4. What force is needed to push a 15 N object up a 20° incline at constant speed when the coefficient of friction is 0.30?
Compute the friction force,
Ff = W*cos20*Uk
Add it to the component of the weight in the direction down the incline:
W sin20.
The applied force must equal the sum of those two forces if the object is yo move at constant speed up the incline.
Uk = 0.30
W = 15 N
To calculate the force needed to push an object up an incline at constant speed, we need to consider the gravitational force acting downwards, the frictional force acting against the motion, and the force component required to counteract the gravitational force along the incline.

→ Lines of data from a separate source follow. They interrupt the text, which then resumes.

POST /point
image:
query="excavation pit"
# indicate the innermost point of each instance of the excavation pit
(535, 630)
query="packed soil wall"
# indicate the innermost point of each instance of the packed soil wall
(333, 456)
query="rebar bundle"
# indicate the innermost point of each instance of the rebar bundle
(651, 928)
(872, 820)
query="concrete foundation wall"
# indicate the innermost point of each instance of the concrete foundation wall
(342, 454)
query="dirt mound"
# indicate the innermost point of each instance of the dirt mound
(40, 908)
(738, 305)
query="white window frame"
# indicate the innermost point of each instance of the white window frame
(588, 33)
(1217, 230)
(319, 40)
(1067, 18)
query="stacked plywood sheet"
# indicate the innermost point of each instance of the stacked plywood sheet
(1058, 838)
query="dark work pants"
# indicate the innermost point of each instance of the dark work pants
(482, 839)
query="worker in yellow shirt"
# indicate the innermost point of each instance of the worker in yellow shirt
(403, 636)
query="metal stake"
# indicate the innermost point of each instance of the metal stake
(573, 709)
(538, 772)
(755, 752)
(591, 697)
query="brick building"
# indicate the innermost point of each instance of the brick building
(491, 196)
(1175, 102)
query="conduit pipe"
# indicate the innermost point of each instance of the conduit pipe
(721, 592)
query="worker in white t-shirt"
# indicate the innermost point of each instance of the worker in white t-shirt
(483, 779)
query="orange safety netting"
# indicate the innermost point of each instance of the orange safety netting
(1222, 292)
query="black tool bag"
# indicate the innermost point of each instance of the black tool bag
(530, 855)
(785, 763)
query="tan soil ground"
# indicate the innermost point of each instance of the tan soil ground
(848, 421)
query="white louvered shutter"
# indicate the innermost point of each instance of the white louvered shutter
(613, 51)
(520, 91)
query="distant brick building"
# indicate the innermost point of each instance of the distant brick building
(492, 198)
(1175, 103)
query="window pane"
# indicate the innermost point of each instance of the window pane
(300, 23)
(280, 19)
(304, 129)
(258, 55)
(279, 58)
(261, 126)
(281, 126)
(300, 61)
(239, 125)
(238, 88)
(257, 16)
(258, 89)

1. First, we calculate the force component needed to counteract the gravitational force along the incline. This force is given by the formula:
Force along incline = Weight of the object * sin(θ)
Where:
Weight of the object = mass * acceleration due to gravity = 15N (given)
θ = angle of the incline = 20° (given)
Plugging in the values, we have:
Force along incline = 15N * sin(20°)
2. Next, we calculate the frictional force opposing the motion. This force is given by the formula:
Frictional force = coefficient of friction * Normal force
The Normal force is the perpendicular force exerted by the surface on the object, which is equal to the weight of the object. So:
Normal force = weight of the object = 15N
Plugging in the value of the coefficient of friction (0.30), we have:
Frictional force = 0.30 * 15N
3. Finally, the force needed to push the object up the incline at constant speed is the sum of the force along the incline and the frictional force:
Total force needed = Force along incline + Frictional force
Plugging in the calculated values, we have:
Total force needed = 15N * sin(20°) + (0.30 * 15N)
Calculating this expression will give us the force needed to push the 15 N object up the 20° incline at constant speed when the coefficient of friction is 0.30.